Тяжелые капли дождя настигли Анатолия Степановича Ситникова, когда он вытаскивал последнюю жердь из леса. Она ока­залась самой длинной и неудобной. Он надсадно подтянул её к уже лежавшим кучкой, закинул комель, а затем вершинку, вы­ровнял все жерди и стал раздеваться. Дождь не утихал, он, слов­но играючи хлестал старика с разных сторон: то зайдёт со спи­ны, затем ударит в бок, то забежит спереди и обмоет, в который раз, потное лицо старика.

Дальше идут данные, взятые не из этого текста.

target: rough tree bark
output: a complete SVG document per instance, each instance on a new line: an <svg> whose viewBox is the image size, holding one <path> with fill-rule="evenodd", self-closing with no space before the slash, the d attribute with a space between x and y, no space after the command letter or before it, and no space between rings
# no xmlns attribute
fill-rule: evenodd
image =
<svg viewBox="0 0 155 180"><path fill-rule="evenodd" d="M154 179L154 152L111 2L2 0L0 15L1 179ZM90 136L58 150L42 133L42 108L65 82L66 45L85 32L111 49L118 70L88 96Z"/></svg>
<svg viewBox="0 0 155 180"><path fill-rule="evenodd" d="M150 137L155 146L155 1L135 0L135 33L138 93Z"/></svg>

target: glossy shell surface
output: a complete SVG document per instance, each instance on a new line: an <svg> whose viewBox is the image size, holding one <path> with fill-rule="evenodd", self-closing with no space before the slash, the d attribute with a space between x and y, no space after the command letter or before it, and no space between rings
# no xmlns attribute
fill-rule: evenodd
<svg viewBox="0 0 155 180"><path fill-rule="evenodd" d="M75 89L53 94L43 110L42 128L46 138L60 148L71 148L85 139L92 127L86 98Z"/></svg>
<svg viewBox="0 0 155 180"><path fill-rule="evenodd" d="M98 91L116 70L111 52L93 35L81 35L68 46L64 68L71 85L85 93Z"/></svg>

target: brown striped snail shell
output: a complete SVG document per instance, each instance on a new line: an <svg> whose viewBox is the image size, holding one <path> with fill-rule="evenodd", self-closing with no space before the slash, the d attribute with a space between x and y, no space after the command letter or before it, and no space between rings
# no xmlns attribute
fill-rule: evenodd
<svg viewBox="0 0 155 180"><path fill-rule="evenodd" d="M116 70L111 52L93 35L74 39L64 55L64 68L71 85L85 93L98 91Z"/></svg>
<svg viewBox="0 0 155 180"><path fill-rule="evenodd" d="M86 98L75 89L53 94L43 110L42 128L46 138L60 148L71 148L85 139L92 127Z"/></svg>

Старик неспешно снял видавшую виды старую рубаху и стал её выжимать. Дождь стал затихать, поредевшие, но ещё грозные облака плыли, нависали над лесом и скрывались за окоёмом, за видимой чертой леса и поляной, где призрачно угадывалась до­рога, ведущая к деревне. Анатолий Степанович удобно распо­ложился на жердях, расправил рубаху, чтобы быстрее высыха­ла, и предался размышлениям. Куда плывут эти облака? Навер­ное, вновь собьются в тучу, прольются дождём в другом месте, а потом земными токами дойдут до всех живших и живущих на планете Земля, соединяя их с небом. Солнце всё чаще вы­ныривало из-за уже немногочисленных облаков, и старик решил проветрить штаны. Снимая их, он критически посмотрел на своё тело, отметив дряблость живота, худосочность рук и почти пол­ное отсутствие мышц. Укатали годы Сивку-Бурку, как-никак де­вять лет осталось до сотни. «Посуде, с трещиной нет износу, – думал он, – да глядеть тошно»...

Потянул свежий тёплый ветерок, и в ноздри его сразу проник запах разнотравья, лишённый изысканности. Мысли старика бы­ли рваные, не стреноженные и перескакивали с одной темы на другую, мешая сосредоточиться. Хорошо после дождя на исхо­де весны, когда нет мошки, ещё не встал на крыло комар, не по­явился гнус, который мешает жить скотине и людям... "Завтра попрошу у бригадира лошадь и привезу жерди в усадьбу", – ду­мал он.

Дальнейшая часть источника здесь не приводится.